Other regional winners focused their projects on the environment, reimagining ways to preserve nature. Seeking to eliminate e-waste from the disposal of electronic devices, sixth graders from Land O’Lakes, FL created The Green Tablet, a device that is comprised of biodegradable electronic components, a sugary battery and a reusable graphene shell. The device not only dissolves in water to reduce e-waste, but it also emits enzymes that help generate electricity to power other products. Third grade students from Merion Station, PA also focused on bettering the environment and created S.T.A.R., the Sea Turtle Assistance Rod. The S.T.A.R. rescue pack includes night vision cameras, temperature and motion sensors and solar cells that help protect sea turtle hatchlings as they journey to the ocean.

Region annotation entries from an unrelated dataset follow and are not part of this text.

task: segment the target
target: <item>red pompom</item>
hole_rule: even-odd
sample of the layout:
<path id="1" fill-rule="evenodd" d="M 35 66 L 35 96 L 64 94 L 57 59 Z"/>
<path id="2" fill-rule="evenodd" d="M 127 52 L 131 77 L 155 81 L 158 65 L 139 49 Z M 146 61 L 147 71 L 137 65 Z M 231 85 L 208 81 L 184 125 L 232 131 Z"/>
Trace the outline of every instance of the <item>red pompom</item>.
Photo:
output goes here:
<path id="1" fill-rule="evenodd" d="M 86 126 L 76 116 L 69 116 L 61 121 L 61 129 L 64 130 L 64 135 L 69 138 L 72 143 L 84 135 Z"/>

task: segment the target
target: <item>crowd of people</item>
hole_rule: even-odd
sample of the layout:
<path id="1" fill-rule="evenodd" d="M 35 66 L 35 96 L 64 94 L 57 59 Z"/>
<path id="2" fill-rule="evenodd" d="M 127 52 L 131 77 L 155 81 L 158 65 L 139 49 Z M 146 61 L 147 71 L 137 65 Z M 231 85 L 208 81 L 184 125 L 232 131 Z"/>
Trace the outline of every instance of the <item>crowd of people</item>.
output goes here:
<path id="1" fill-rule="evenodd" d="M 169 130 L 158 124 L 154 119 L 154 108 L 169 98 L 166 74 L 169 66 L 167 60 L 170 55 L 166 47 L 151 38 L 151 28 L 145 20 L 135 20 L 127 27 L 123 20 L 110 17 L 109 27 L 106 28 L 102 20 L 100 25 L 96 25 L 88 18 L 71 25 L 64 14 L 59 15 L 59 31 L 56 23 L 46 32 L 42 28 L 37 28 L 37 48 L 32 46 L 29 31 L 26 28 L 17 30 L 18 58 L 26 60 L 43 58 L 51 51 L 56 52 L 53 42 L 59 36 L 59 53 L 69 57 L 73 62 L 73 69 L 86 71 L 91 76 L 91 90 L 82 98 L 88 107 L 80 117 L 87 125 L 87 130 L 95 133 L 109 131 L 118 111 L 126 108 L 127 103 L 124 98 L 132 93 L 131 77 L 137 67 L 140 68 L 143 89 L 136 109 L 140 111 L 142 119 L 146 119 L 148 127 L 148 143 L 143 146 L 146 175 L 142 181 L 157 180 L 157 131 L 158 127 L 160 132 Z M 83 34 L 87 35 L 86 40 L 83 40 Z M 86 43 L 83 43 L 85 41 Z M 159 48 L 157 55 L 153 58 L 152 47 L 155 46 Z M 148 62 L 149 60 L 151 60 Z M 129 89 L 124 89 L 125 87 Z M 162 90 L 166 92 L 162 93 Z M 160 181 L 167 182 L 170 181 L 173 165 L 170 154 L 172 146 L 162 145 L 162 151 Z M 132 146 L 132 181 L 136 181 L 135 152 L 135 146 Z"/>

Many winning teams developed technologies to help medical professionals with early detection and prevention of serious diseases, including diabetes, Ebola, Alzheimer’s disease, cerebral palsy and ALS. Ninth graders from Rye Brook, NY created PACI, a machine that utilizes a PET scan, radionuclides and a scale to detect Alzheimer’s disease up to ten years before symptoms appear. Tenth graders from Duluth, GA created the External Microbial Cleansing Device (EMCD), an innovative device that treats microbial pathogens and toxins in the bloodstream that cause millions of death worldwide in the form of diseases like sepsis and AIDS. The EMCD uses magnetic nanobeads attached to artificially-engineered proteins to capture and remove bacteria, fungi, viruses and toxins within the bloodstream. Sixth graders in San Francisco, CA invented GEbolaL to protect doctors and nurses treating Ebola patients. The protective suit is more comfortable and flexible than the ones used today, but is covered in a special gel that prevents the germs from penetrating the material.

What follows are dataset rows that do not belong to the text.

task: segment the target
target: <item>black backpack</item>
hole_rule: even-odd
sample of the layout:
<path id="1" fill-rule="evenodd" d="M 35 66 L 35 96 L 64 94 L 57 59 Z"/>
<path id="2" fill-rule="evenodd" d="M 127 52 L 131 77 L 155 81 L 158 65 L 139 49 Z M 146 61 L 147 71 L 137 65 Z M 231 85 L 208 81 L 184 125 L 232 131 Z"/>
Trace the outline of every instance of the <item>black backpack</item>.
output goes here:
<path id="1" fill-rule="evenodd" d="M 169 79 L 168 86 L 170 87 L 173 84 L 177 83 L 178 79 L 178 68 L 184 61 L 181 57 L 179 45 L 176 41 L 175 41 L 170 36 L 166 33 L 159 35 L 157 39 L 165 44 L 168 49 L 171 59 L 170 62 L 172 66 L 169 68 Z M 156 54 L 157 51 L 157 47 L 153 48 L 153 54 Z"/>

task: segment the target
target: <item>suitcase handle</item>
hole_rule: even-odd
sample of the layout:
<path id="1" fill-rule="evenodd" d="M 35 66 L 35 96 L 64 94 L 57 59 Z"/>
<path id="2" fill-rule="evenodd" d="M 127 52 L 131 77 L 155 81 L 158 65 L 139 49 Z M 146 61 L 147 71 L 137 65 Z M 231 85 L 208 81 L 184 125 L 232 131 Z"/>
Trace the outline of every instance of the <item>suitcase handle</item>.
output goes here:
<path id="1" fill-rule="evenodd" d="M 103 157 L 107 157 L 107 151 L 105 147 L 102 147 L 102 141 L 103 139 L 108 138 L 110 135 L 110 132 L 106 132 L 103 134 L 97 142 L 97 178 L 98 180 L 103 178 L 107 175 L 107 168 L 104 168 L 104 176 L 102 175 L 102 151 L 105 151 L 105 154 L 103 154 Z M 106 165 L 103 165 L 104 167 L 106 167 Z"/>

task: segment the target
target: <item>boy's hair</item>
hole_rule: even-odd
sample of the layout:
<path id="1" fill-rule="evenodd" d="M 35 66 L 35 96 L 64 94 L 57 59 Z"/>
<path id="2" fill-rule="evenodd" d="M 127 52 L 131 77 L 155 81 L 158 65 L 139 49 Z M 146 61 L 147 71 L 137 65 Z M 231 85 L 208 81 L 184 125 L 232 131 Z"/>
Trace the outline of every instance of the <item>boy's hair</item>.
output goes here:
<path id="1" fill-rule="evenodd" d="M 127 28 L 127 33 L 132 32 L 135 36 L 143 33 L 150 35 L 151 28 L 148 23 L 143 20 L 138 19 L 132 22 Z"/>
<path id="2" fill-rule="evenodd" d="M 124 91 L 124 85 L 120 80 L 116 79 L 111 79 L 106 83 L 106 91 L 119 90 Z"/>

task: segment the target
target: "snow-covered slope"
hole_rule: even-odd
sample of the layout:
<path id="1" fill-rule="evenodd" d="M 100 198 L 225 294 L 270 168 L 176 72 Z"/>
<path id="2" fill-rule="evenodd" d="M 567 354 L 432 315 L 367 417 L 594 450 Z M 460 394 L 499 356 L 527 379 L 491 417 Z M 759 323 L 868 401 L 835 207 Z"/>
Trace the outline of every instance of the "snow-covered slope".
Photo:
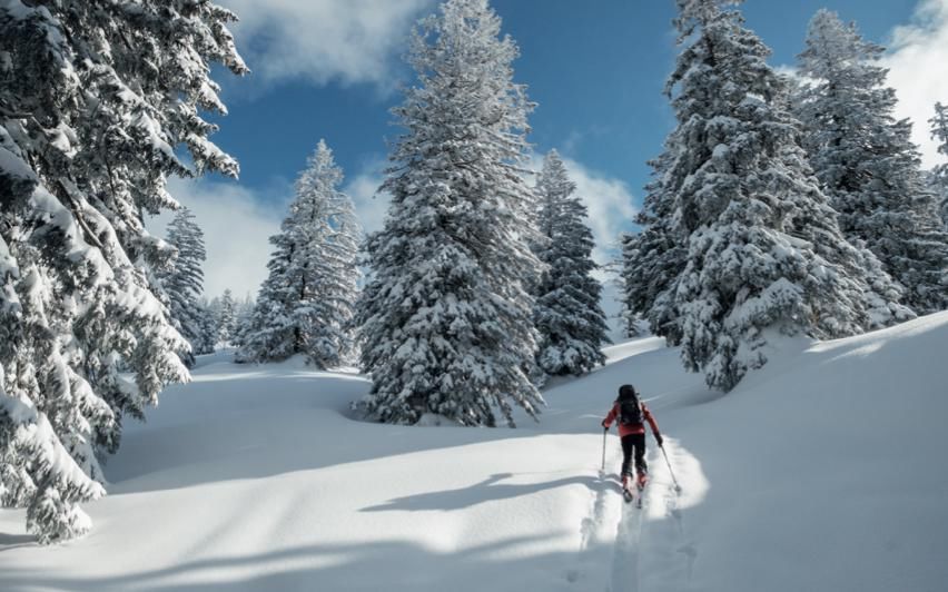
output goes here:
<path id="1" fill-rule="evenodd" d="M 205 358 L 127 430 L 89 536 L 0 512 L 0 590 L 944 590 L 946 351 L 948 314 L 784 342 L 719 396 L 638 339 L 517 430 L 366 424 L 359 376 Z M 625 382 L 683 486 L 652 447 L 641 511 L 614 435 L 599 474 Z"/>

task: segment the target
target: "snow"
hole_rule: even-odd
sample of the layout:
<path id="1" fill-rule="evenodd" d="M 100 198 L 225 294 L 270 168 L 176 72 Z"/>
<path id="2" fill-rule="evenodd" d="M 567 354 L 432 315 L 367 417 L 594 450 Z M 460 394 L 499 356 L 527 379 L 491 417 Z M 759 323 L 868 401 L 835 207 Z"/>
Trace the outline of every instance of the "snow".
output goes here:
<path id="1" fill-rule="evenodd" d="M 948 313 L 768 341 L 727 395 L 662 339 L 619 344 L 516 430 L 364 423 L 357 374 L 201 356 L 127 426 L 89 535 L 39 546 L 0 511 L 0 589 L 942 590 Z M 650 440 L 641 511 L 614 432 L 599 474 L 623 383 L 682 485 Z"/>

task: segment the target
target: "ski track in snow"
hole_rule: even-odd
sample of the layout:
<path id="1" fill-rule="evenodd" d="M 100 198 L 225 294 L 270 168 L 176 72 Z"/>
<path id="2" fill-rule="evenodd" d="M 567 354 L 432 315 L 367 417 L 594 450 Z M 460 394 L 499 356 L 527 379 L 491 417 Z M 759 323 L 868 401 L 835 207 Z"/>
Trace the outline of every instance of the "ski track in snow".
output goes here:
<path id="1" fill-rule="evenodd" d="M 356 422 L 363 377 L 221 354 L 128 427 L 89 536 L 40 547 L 22 511 L 0 511 L 0 591 L 941 591 L 946 343 L 948 313 L 797 341 L 722 396 L 634 341 L 510 432 Z M 682 487 L 650 438 L 641 510 L 622 500 L 614 435 L 599 472 L 595 432 L 625 382 Z M 800 408 L 811 437 L 788 438 Z M 879 425 L 911 426 L 911 456 Z"/>

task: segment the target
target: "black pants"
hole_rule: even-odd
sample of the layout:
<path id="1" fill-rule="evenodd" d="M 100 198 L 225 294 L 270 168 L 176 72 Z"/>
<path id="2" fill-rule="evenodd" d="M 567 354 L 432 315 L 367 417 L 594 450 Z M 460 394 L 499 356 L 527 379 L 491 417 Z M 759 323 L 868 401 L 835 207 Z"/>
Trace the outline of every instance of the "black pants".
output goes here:
<path id="1" fill-rule="evenodd" d="M 622 436 L 622 474 L 631 475 L 629 465 L 632 462 L 632 453 L 635 453 L 635 472 L 645 474 L 649 465 L 645 464 L 645 434 L 629 434 Z"/>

“Each year, the ExploraVision program places students at the forefront of innovation, and serves as an inspirational reminder of Toshiba/NSTA’s continued effort to inspire ingenuity,” said Dr. David Evans, NSTA Executive Director. “By encouraging students to explore their natural curiosity, the program motivates them to tackle real-life issues and envision viable solutions. We congratulate the regional winning teams on their impressive work and commend the educators and mentors for supporting their students’ effort to explore science to benefit their communities and society as a whole.”

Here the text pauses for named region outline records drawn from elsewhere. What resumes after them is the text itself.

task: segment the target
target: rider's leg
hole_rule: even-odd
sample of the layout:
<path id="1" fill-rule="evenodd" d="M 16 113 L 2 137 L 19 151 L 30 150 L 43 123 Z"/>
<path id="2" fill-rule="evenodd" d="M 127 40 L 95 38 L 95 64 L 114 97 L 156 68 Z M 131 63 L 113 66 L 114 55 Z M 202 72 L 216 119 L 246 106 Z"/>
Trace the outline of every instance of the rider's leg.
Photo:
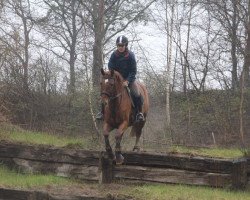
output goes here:
<path id="1" fill-rule="evenodd" d="M 136 81 L 129 84 L 132 96 L 135 99 L 135 109 L 136 109 L 136 121 L 144 121 L 144 115 L 142 113 L 143 97 L 140 94 L 139 87 Z"/>
<path id="2" fill-rule="evenodd" d="M 104 114 L 104 104 L 101 103 L 101 111 L 96 114 L 95 118 L 97 120 L 103 120 L 103 114 Z"/>

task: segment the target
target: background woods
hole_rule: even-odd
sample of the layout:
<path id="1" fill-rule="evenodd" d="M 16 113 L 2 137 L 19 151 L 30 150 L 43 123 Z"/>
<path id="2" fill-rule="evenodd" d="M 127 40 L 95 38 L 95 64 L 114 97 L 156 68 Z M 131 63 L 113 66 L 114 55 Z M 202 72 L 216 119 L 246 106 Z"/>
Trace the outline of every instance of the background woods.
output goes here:
<path id="1" fill-rule="evenodd" d="M 150 93 L 145 143 L 249 144 L 249 1 L 0 2 L 0 120 L 96 135 L 99 70 L 125 34 Z"/>

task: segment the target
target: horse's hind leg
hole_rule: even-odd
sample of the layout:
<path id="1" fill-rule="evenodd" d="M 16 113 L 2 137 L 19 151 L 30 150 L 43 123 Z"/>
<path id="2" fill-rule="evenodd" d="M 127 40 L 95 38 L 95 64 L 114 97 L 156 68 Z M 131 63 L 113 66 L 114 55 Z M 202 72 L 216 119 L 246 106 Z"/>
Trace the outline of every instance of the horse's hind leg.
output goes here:
<path id="1" fill-rule="evenodd" d="M 104 124 L 103 136 L 104 136 L 104 141 L 105 141 L 105 149 L 106 149 L 106 152 L 107 152 L 109 158 L 114 160 L 115 156 L 114 156 L 114 153 L 112 151 L 112 147 L 111 147 L 110 142 L 109 142 L 109 132 L 110 131 L 111 131 L 111 128 L 109 127 L 109 125 Z"/>
<path id="2" fill-rule="evenodd" d="M 116 157 L 116 164 L 121 165 L 124 162 L 124 157 L 121 153 L 121 141 L 122 141 L 122 135 L 124 130 L 128 127 L 128 122 L 124 121 L 119 128 L 116 131 L 115 134 L 115 157 Z"/>
<path id="3" fill-rule="evenodd" d="M 139 141 L 140 141 L 140 137 L 142 134 L 142 128 L 143 128 L 144 124 L 145 124 L 145 121 L 136 123 L 136 124 L 134 124 L 134 126 L 131 129 L 131 135 L 136 136 L 135 146 L 133 148 L 133 151 L 137 151 L 137 152 L 140 151 Z"/>

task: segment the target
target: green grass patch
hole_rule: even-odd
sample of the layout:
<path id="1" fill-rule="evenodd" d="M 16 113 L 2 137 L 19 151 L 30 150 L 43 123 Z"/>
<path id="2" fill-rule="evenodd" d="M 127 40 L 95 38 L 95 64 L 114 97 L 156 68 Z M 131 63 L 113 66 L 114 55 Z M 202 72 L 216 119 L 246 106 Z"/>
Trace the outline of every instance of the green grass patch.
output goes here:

The twenty-four regional winners will advance to the national competition. Members of first place nationally winning teams each receive a $10,000 U.S. Series EE Savings Bond (at maturity). Members of second place nationally winning teams will each receive a $5,000 U.S. Series EE Savings Bond (at maturity). Canadian winners receive Canada bonds purchased for the equivalent issue price in Canadian dollars. All first and second place national winners will receive an expense paid trip for their parents/guardians, teacher and mentors to Washington, D.C. for a gala awards weekend in June 2015. Students will meet with members of Congress during a visit to Capitol Hill and display their winning ideas during a Science Showcase. The Toshiba/NSTA ExploraVision weekend concludes with a gala awards banquet and ceremony where winners will be formally recognized for their creativity and accomplishments.
Since its inception in 1992, close to 350,000 students from across the United States and Canada have participated in the ExploraVision program. The program helps children expand their imagination and have fun while developing an interest in science, technology, engineering, and math (STEM) education at an early age.